Astronomers have discovered that the stars contain most of the other elements found on the earth. They have identified more than sixty of the elements like air, water, fire etc. found on the earth. The elements are not in the same proportion as they are on the earth. They vary from star to star. The stars contain lighter elements like hydrogen, helium, iron and calcium in a large proportion.

Astronomers use an instrument called spectroscope to split the starlight into a broad band of colours. Sometimes there are a number of dark lines in the band. The position, the number and the size of the lines, give a lot of information about a star’s atmosphere including its gaseous chemical content, its density and temperature.


The Universe is everything we can touch, feel, sense, measure or detect. It includes living things, planets, stars, galaxies, dust clouds, light, and even time. Before the birth of the Universe, time, space and matter did not exist.

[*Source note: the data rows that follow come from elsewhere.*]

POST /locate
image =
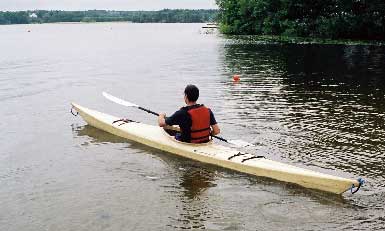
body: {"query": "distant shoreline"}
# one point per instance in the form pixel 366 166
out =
pixel 56 16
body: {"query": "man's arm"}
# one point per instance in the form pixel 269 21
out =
pixel 162 120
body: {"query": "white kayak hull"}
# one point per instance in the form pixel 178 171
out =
pixel 215 154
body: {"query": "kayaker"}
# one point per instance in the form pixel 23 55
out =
pixel 196 121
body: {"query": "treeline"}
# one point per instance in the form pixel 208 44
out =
pixel 163 16
pixel 334 19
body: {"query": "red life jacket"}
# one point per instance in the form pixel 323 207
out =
pixel 200 127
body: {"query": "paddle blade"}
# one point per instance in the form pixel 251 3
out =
pixel 240 143
pixel 119 101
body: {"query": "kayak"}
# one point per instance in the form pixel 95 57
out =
pixel 216 154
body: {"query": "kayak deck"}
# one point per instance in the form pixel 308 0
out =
pixel 215 154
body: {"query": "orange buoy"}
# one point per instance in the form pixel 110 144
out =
pixel 236 78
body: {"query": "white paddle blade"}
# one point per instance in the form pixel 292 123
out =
pixel 119 101
pixel 240 143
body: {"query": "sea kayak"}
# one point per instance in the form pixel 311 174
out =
pixel 219 155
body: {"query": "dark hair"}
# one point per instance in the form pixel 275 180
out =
pixel 192 92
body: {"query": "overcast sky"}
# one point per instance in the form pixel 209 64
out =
pixel 13 5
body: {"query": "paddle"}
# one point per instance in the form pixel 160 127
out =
pixel 239 143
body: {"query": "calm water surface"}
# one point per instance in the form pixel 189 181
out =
pixel 321 107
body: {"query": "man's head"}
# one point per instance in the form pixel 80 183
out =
pixel 191 93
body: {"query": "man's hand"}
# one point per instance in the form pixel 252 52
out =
pixel 162 120
pixel 215 130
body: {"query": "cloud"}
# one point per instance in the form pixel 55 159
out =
pixel 13 5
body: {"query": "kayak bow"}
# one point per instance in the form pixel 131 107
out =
pixel 211 153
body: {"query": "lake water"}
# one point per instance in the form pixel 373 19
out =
pixel 321 107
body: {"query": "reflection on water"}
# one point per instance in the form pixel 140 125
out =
pixel 320 105
pixel 194 179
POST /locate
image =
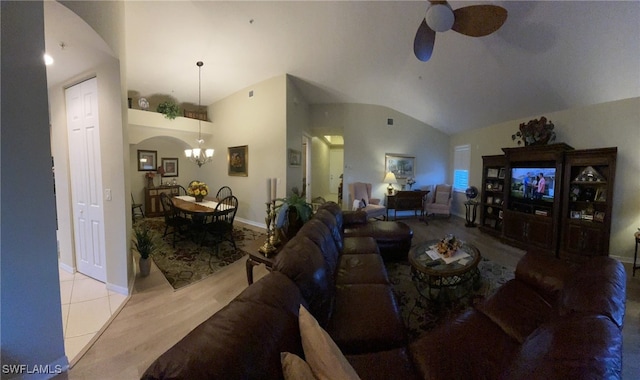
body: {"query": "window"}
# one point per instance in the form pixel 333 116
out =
pixel 461 164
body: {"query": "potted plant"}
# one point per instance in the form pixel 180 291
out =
pixel 144 243
pixel 169 109
pixel 298 212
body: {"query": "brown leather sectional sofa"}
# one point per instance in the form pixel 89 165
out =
pixel 551 321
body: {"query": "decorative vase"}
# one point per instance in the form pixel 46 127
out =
pixel 145 266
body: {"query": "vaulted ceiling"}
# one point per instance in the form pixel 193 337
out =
pixel 548 56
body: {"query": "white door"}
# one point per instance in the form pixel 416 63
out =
pixel 336 167
pixel 86 178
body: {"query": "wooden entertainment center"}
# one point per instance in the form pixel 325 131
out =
pixel 569 218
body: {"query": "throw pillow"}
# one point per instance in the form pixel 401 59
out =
pixel 294 368
pixel 322 354
pixel 442 197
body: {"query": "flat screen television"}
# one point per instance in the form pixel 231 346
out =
pixel 525 184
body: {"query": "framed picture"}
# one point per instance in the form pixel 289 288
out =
pixel 147 160
pixel 170 166
pixel 401 165
pixel 238 158
pixel 295 157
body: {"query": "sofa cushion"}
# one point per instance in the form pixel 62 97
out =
pixel 330 221
pixel 366 318
pixel 236 342
pixel 545 273
pixel 470 346
pixel 384 365
pixel 319 233
pixel 598 287
pixel 302 261
pixel 361 269
pixel 295 368
pixel 573 347
pixel 517 309
pixel 320 351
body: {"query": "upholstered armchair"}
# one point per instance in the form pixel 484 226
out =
pixel 360 199
pixel 440 202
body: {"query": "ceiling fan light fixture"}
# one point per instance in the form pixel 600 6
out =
pixel 440 17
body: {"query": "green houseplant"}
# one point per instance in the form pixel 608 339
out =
pixel 144 243
pixel 169 109
pixel 298 212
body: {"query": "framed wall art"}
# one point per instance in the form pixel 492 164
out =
pixel 170 166
pixel 295 157
pixel 238 159
pixel 147 160
pixel 399 164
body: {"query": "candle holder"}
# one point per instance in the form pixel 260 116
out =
pixel 268 248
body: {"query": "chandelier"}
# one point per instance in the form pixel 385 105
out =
pixel 199 155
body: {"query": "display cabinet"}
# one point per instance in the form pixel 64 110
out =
pixel 152 204
pixel 586 213
pixel 533 196
pixel 492 194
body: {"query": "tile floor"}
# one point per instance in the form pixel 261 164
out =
pixel 87 307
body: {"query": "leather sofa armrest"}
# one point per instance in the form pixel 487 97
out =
pixel 354 217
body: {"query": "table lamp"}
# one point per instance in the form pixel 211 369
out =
pixel 390 178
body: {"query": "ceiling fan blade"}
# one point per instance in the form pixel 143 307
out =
pixel 424 41
pixel 479 20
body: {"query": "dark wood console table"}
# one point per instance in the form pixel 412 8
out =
pixel 407 201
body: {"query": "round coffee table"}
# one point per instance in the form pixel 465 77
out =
pixel 438 280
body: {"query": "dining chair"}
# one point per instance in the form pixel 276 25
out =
pixel 224 192
pixel 135 206
pixel 172 218
pixel 221 225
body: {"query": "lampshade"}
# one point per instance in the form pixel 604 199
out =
pixel 390 178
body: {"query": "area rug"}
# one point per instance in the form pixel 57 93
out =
pixel 421 314
pixel 189 262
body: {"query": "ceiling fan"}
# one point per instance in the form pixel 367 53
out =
pixel 473 21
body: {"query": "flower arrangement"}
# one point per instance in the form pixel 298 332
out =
pixel 198 190
pixel 448 246
pixel 535 132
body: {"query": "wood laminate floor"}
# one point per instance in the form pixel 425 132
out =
pixel 156 317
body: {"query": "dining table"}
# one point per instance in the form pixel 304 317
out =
pixel 188 205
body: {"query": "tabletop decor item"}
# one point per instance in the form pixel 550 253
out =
pixel 448 246
pixel 198 190
pixel 169 109
pixel 535 132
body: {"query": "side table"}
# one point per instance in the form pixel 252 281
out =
pixel 635 254
pixel 257 258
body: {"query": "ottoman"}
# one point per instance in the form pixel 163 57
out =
pixel 393 238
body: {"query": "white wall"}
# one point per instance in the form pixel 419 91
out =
pixel 367 138
pixel 613 124
pixel 31 322
pixel 259 122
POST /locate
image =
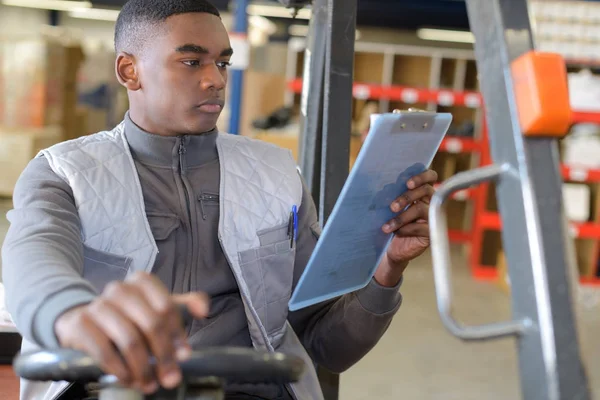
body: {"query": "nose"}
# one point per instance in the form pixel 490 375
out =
pixel 213 78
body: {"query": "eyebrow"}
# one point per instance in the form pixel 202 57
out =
pixel 193 48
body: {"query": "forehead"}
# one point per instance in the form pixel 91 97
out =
pixel 202 29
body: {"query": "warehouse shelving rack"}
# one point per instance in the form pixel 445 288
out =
pixel 482 220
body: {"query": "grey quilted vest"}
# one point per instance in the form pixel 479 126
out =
pixel 108 195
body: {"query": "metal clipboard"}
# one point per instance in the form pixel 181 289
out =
pixel 399 146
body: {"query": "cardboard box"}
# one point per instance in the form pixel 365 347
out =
pixel 38 80
pixel 18 147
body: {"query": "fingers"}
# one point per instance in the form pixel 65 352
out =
pixel 91 340
pixel 126 325
pixel 418 211
pixel 154 331
pixel 422 193
pixel 128 339
pixel 417 229
pixel 158 317
pixel 428 177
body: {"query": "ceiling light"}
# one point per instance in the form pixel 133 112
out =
pixel 59 5
pixel 277 11
pixel 442 35
pixel 99 14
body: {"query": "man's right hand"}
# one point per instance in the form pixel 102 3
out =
pixel 127 324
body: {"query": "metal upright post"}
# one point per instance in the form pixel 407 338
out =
pixel 312 98
pixel 529 192
pixel 327 108
pixel 337 107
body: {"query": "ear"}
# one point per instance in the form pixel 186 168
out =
pixel 127 73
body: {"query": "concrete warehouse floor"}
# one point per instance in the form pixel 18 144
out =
pixel 419 359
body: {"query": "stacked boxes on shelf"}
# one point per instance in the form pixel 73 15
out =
pixel 38 98
pixel 445 80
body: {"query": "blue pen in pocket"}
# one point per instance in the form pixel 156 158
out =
pixel 294 221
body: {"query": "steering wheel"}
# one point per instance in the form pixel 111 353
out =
pixel 231 364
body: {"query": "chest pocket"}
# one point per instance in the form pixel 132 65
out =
pixel 100 268
pixel 269 270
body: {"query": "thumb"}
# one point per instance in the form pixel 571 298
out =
pixel 197 304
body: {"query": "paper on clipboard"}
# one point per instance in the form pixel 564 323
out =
pixel 398 147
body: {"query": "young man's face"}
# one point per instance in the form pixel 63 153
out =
pixel 183 74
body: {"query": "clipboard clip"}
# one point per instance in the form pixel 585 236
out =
pixel 410 109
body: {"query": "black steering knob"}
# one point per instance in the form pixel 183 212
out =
pixel 232 364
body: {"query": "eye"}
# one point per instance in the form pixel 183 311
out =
pixel 192 63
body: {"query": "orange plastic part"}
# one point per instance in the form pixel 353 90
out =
pixel 542 94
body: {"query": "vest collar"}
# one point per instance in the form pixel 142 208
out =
pixel 159 150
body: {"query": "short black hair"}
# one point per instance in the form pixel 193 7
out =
pixel 139 19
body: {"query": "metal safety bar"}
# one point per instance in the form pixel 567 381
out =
pixel 528 189
pixel 529 193
pixel 441 257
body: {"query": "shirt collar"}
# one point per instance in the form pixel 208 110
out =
pixel 164 150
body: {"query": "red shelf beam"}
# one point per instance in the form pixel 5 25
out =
pixel 582 230
pixel 580 174
pixel 460 145
pixel 411 95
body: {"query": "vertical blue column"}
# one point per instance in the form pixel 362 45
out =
pixel 237 74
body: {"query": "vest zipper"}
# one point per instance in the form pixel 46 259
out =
pixel 208 198
pixel 190 267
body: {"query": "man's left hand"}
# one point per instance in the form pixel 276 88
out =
pixel 410 228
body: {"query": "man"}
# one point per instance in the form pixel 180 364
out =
pixel 109 232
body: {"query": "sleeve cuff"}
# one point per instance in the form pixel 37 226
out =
pixel 54 307
pixel 378 299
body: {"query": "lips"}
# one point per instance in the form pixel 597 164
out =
pixel 212 106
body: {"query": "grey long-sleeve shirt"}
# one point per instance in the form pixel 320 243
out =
pixel 43 255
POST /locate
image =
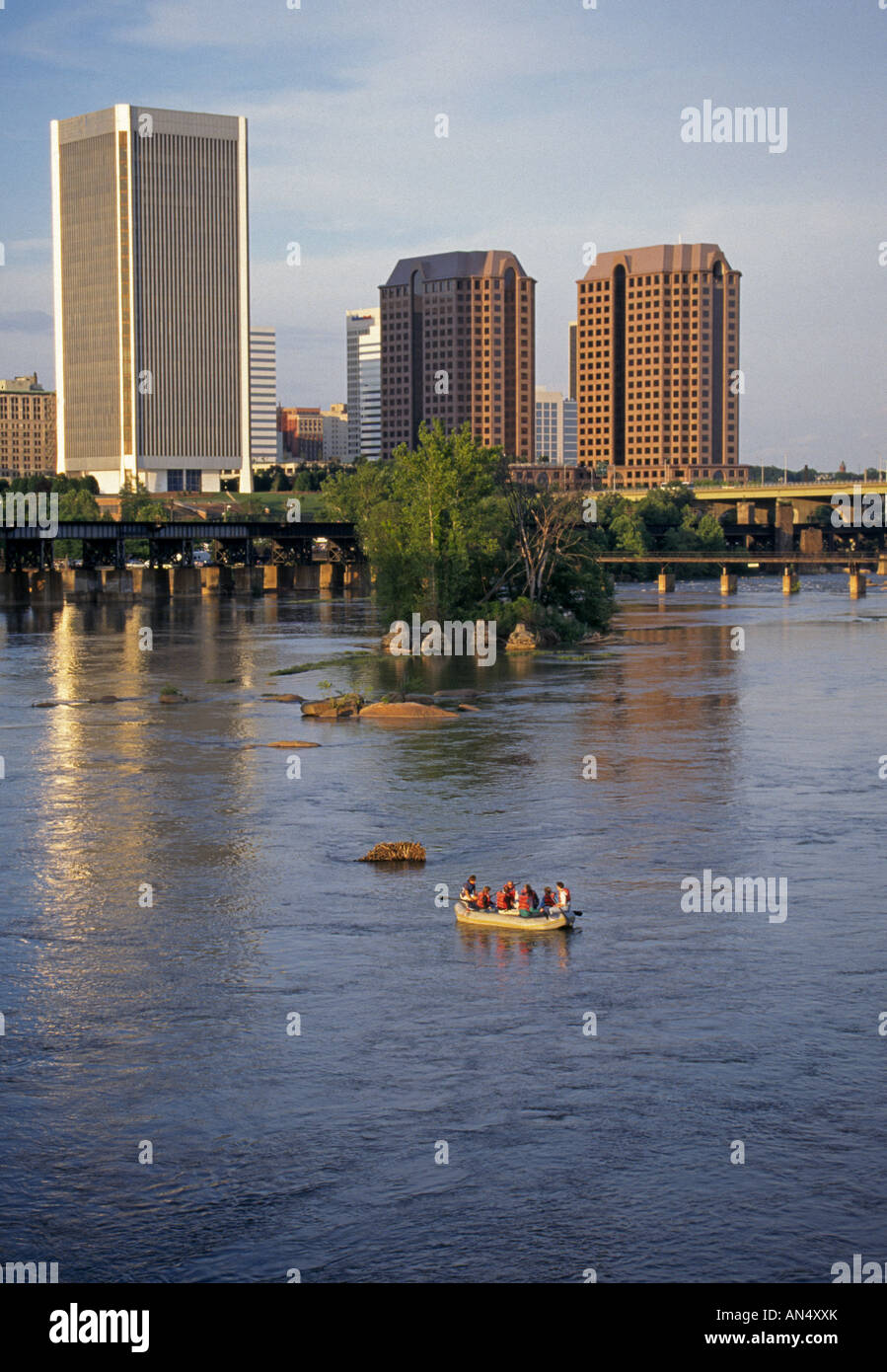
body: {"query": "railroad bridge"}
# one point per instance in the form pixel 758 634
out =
pixel 105 544
pixel 249 558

The Universe contains billions of galaxies, each containing millions or billions of stars. The space between the stars and galaxies is largely empty. However, even places far from stars and planets contain scattered particles of dust or a few hydrogen atoms per cubic centimeter. Space is also filled with radiation (e.g. light and heat), magnetic fields and high energy particles (e.g. cosmic rays).

The Universe is incredibly huge. It would take a modern jet fighter more than a million years to reach the nearest star to the Sun. Travelling at the speed of light (300,000 km per second), it would take 100,000 years to cross our Milky Way galaxy alone.

No one knows the exact size of the Universe, because we cannot see the edge – if there is one. All we do know is that the visible Universe is at least 93 billion light years across. (A light year is the distance light travels in one year – about 9 trillion km.)

The Universe has not always been the same size. Scientists believe it began in a Big Bang, which took place nearly 14 billion years ago. Since then, the Universe has been expanding outward at very high speed. So the area of space we now see is billions of times bigger than it was when the Universe was very young. The galaxies are also moving further apart as the space between them expands.